PricePanda Group GmbH
- Company type: Private
- Industry: Internet services Comparison Shopping Distributed Content Commerce
- Founded: 2012
- Headquarters: Berlin, Germany (headquarters); Singapore
- Key people: Christian Schiller (co-founder); Louis Iskandar (co-founder); Philip Wegener (managing director);
- Website: www.pricepanda.com

= PricePanda =

Website

PricePanda is a price comparison shopping website and distributed content store, founded in 2012 by Christian Schiller and Louis Iskandar in Berlin. The managing director is Philip Wegener.

==Operations==
PricePanda operates in its markets by establishing business partnerships with merchants and retailers to provide information and price lists on a wide range of products. As of November 2014, the website's database holds over 50,000 products and 100,000 prices for users to compare.

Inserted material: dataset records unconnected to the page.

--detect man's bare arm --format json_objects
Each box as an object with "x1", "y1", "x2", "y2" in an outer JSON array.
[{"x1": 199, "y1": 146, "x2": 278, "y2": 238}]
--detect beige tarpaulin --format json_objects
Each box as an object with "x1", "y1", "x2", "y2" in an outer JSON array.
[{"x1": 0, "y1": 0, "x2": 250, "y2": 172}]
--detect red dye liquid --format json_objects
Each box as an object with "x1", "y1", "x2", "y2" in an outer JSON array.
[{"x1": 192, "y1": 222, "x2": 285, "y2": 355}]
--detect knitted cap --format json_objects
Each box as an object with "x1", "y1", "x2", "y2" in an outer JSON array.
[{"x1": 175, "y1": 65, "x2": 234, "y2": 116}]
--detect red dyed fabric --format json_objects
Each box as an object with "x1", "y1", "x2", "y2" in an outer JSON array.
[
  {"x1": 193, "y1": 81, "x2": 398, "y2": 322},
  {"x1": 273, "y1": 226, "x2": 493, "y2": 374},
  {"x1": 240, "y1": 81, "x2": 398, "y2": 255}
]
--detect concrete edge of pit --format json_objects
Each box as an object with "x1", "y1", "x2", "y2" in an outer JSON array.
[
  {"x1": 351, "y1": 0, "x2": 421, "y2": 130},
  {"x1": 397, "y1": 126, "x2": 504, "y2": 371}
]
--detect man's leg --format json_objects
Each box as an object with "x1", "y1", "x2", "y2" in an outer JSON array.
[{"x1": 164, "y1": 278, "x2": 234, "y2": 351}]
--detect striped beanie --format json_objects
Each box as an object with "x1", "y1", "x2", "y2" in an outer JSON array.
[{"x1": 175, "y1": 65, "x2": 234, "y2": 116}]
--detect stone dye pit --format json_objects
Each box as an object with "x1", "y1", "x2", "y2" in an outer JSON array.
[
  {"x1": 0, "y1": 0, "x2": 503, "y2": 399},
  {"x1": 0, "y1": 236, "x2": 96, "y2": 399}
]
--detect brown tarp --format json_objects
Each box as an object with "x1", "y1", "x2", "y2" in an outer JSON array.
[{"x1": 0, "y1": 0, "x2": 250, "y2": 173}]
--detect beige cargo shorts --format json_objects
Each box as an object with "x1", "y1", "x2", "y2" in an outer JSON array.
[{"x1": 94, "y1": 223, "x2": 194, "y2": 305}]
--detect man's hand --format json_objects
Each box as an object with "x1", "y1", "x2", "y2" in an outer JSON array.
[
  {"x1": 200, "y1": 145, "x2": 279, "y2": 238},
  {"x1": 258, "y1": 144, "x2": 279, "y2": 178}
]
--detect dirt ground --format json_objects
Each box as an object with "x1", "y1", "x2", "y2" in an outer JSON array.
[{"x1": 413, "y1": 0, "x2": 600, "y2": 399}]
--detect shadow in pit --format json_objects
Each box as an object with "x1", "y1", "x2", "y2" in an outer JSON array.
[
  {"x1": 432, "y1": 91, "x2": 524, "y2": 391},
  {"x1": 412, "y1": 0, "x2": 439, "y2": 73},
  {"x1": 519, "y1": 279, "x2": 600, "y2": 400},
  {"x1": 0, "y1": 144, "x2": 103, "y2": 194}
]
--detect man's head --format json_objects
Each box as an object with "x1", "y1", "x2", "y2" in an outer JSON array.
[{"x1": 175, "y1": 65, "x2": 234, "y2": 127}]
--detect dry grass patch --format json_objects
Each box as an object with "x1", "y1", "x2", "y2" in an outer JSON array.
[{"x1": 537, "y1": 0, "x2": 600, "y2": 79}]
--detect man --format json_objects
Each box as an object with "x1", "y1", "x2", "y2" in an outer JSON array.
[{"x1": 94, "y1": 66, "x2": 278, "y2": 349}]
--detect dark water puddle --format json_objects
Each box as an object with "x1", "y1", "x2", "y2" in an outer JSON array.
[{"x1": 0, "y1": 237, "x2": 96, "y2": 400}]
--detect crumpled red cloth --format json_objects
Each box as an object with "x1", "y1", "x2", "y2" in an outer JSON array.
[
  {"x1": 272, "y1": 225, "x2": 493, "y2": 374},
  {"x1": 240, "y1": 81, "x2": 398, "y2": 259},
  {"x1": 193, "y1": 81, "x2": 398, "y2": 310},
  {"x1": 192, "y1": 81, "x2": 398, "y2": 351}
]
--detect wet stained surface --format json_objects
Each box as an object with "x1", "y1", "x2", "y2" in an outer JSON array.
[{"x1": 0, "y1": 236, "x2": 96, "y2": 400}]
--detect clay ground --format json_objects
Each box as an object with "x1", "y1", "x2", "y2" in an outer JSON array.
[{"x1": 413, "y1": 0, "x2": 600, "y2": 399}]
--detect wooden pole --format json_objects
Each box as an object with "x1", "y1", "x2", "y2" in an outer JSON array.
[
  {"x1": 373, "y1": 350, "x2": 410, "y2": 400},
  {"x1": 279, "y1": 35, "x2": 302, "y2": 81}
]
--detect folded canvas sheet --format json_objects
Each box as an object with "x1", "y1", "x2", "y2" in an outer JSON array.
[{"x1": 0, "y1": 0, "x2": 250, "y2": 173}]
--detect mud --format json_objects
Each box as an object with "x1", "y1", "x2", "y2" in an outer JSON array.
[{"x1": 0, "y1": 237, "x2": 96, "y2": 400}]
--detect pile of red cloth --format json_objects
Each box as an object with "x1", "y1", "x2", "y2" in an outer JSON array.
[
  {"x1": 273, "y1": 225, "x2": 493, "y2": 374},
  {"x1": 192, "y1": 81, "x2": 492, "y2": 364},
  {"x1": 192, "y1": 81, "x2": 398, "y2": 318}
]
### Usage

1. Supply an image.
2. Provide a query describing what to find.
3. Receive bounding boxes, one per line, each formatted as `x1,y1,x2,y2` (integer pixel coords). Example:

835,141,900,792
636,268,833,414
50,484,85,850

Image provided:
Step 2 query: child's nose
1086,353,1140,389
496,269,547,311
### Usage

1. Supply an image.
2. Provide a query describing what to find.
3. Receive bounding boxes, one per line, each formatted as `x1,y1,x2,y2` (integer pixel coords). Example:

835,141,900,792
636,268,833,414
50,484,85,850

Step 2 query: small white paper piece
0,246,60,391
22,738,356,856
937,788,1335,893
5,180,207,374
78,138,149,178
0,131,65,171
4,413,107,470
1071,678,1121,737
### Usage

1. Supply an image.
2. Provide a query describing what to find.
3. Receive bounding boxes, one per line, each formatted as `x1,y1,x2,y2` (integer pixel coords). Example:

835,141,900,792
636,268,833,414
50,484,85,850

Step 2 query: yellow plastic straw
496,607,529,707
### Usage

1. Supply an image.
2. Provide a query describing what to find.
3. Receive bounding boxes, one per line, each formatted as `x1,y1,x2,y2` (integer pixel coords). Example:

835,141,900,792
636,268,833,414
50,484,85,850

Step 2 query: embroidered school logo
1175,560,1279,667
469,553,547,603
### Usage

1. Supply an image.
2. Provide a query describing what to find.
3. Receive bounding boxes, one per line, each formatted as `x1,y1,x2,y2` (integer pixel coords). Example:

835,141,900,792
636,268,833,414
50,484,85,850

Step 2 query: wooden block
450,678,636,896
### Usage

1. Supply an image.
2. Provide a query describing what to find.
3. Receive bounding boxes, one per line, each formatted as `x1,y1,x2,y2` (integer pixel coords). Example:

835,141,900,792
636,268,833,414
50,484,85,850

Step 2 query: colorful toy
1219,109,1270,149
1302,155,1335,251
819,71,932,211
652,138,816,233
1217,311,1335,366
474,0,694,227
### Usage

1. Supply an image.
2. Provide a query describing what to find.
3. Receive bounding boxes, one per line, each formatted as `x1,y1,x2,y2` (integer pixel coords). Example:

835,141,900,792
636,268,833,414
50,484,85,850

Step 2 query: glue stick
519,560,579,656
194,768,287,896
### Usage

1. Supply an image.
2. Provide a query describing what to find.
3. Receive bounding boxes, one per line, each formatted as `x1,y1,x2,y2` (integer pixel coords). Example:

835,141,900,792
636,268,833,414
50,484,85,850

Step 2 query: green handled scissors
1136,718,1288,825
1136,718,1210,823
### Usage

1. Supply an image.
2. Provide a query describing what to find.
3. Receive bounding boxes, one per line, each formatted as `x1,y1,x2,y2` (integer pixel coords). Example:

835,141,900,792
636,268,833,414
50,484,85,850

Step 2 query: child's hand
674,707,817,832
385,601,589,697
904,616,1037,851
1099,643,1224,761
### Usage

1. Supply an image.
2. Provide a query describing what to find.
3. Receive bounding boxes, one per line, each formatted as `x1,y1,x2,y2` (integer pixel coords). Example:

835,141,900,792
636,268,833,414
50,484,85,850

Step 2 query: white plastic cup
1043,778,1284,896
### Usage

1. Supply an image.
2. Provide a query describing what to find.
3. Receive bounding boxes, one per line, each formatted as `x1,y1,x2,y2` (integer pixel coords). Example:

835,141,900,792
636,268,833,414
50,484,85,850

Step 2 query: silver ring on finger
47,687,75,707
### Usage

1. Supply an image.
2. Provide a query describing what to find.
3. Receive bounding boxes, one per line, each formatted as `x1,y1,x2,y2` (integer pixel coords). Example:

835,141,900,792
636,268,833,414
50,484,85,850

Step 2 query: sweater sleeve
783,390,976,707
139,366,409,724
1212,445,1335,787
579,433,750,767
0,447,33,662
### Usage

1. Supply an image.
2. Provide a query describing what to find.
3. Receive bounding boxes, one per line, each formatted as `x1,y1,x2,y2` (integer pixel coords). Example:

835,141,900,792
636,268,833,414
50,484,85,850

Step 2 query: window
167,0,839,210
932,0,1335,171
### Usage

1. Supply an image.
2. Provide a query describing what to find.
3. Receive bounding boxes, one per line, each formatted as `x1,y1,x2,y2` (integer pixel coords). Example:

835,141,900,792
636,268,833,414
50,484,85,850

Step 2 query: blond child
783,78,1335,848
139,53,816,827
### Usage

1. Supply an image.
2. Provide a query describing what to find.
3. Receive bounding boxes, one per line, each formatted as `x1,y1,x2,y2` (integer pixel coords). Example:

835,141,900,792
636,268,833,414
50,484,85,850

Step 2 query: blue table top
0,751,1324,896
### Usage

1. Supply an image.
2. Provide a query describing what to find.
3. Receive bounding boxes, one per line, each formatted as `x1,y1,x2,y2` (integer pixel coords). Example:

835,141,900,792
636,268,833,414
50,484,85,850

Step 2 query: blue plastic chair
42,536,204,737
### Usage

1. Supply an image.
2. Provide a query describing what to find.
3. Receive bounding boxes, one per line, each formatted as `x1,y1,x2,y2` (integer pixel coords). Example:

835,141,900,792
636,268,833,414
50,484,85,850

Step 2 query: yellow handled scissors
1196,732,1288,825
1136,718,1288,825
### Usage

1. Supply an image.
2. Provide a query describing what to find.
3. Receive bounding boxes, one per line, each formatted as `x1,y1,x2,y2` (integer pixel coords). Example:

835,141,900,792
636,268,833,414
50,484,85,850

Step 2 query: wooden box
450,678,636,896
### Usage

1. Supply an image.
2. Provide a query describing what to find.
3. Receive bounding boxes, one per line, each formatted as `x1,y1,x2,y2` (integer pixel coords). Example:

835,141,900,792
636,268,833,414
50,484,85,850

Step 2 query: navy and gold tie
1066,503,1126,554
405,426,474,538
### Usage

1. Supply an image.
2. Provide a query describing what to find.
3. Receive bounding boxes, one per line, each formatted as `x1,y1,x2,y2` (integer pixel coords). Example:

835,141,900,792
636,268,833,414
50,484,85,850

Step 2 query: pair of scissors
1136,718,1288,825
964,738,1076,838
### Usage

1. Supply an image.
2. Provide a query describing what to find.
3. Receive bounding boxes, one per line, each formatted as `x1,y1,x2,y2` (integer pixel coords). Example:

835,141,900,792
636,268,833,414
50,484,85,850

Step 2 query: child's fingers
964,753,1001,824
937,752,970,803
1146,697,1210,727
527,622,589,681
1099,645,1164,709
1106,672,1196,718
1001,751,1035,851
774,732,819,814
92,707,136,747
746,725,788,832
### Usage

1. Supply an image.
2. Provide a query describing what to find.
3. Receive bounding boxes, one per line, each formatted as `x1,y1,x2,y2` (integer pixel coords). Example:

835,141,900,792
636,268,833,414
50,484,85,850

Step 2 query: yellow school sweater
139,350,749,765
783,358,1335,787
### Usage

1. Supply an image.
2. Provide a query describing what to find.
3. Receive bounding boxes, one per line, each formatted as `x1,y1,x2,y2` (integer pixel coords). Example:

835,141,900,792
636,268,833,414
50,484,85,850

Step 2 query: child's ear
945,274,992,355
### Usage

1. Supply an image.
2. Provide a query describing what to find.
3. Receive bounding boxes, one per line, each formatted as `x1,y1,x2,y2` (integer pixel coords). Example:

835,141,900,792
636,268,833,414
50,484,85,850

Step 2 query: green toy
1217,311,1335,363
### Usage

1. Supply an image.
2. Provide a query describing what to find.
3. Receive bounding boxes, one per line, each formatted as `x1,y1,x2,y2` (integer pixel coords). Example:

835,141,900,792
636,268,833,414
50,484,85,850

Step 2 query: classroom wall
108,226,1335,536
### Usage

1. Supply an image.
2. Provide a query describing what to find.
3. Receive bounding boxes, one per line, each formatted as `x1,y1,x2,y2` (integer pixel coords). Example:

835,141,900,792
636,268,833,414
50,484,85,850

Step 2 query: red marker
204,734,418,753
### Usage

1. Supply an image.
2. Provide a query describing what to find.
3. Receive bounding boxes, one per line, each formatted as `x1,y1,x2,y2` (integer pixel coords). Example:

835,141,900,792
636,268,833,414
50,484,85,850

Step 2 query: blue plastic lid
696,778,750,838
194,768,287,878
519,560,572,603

Its product categories include cameras, computers, televisions, video, audio, software, smartphones, entertainment, navigation, fashion, health and beauty. The site serves as the data source for price comparisons of shopping websites.

==History==
PricePanda was launched in 2012. Today the business is present in nine countries in Southeast Asia, South Asia, and Latin America:
Year 2012 – Singapore, Indonesia and Malaysia,
Year 2013 – Mexico and Philippines
Year 2014 – Colombia and Argentina, Thailand, and India.
In January 2014 PricePanda had redirected 1 million users to partners’ shops since the company's launch in 2012.

==Mobile==

PricePanda is also optimised for mobile: as of October 2014, 44% of total visitors come from smartphones and 9% - from tablets. In October 2013, the company launched its first mobile application for the Philippines, Malaysia, Singapore and Indonesia to enforce M-commerce in South East Asia. The app enables users to search for a product by its name and locate prices for thousands of products in order to find the best deals online and on the go. It also enables users to visit and contact merchants' and retailers' websites within the app. The mobile application is available on both iOS and Android (operating system).

== Investments ==

In January 2014 PricePanda raised $3 million in funding from the large German retailer Tengelmann Group. According to the company the new funding will be used to expand the business in several other markets worldwide.